Kehamilan di luar nikah terjadi karena relasi seksual pranikah. Ini pertama-tama adalah persoalan moral, bukan persoalan hukum.
Akan tetapi persoalan moral ini memiliki kaitan dengan persoalan hukum terutama berkenaan dengan kelayakan publik dan status legal anak di dalam kandungan.
Dalam keadaan demikian, pasangan yang hamil di luar nikah, perlu mengadakan diskusi persuasif agar dapat dicapai sebuah keputusan yang bebas dan tanpa paksaan demi kebaikan bersama.
Anak yang dilahirkan dari situasi hamil di luar nikah, tetap perlu mendapatkan hak-haknya sesuai tujuan pernikahan yang digariskan oleh Gereja Katolik.
Dalam hal ini, hak-hak tersebut perlu dipenuhi dan diupayakan layaknya anak yang lahir dalam legalitas pernikahan pada umumnya.
Gereja Katolik percaya dan mengakui bahwa semua kehamilan diberkati oleh Tuhan. Semua anak berhak mendapatkan cinta, perhatian, rasa hormat, dan perlindungan sebesar mungkin dari masyarakat, negara, dan individu terlepas dari asal usul atau status perkawinan orang tua mereka.
Dengan kata lain, setiap kehamilan harus dilindungi, setiap anak harus diterima dalam kehidupan, dan setiap anak harus dirawat dan dirayakan.

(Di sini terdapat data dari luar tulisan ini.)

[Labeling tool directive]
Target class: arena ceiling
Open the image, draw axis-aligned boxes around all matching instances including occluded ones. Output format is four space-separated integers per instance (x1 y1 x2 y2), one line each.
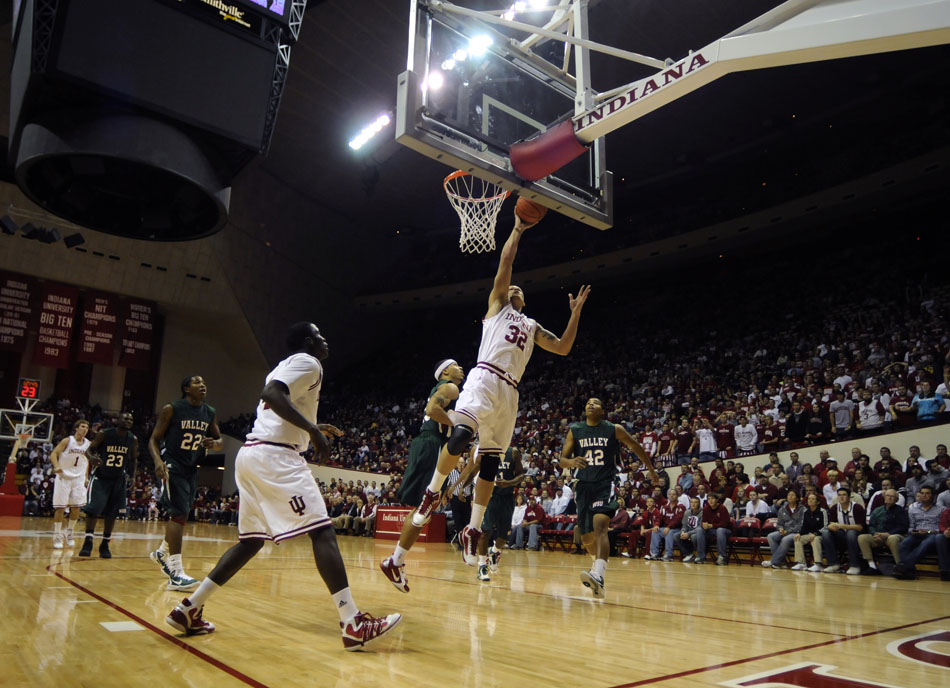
0 0 950 294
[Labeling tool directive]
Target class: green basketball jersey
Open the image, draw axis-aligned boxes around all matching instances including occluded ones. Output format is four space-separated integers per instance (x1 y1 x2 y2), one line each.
571 420 620 482
419 380 455 438
162 399 214 469
96 428 135 478
492 447 517 495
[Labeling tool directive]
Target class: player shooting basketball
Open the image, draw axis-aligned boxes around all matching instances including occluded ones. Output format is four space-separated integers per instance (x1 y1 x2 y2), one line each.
412 199 590 566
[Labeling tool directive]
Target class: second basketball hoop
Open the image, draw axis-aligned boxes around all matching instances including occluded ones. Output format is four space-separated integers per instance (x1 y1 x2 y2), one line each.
442 170 511 253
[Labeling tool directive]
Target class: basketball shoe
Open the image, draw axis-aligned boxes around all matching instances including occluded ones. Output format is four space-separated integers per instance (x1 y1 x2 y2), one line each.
340 612 402 652
459 526 482 566
581 571 605 599
379 557 409 592
148 549 172 578
488 545 501 573
165 571 201 592
165 597 214 635
412 487 440 528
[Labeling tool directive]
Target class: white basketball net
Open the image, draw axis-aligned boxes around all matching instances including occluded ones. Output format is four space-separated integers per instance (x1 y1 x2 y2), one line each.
443 170 511 253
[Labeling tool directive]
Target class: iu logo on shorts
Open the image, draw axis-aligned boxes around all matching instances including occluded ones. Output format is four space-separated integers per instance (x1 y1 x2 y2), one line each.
287 495 307 516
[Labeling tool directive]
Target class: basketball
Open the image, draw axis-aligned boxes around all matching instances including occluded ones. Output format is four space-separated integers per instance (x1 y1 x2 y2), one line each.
515 196 548 225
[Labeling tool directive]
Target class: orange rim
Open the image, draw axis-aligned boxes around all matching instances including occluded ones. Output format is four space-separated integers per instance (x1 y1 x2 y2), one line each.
442 170 511 203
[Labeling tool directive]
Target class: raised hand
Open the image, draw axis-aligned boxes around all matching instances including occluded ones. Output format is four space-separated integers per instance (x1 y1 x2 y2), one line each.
567 284 590 312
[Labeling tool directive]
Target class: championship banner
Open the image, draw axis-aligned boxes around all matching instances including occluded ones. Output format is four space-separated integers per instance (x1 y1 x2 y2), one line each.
119 300 155 370
0 272 39 352
33 282 79 368
76 291 119 366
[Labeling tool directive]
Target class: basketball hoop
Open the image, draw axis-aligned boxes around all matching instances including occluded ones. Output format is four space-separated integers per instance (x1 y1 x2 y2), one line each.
442 170 511 253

Dengan kata lain tidak ada dampak moral bagi anak sejak dalam pembuahan ketika hal itu terjadi karena relasi seksual di luar nikah.
Akan tetapi dampak secara psikologis dan sosial tetap perlu diperhatikan, karena persoalan anak tidak sebatas kelahiran tetapi juga pendidikan dan tumbuh kembangnya.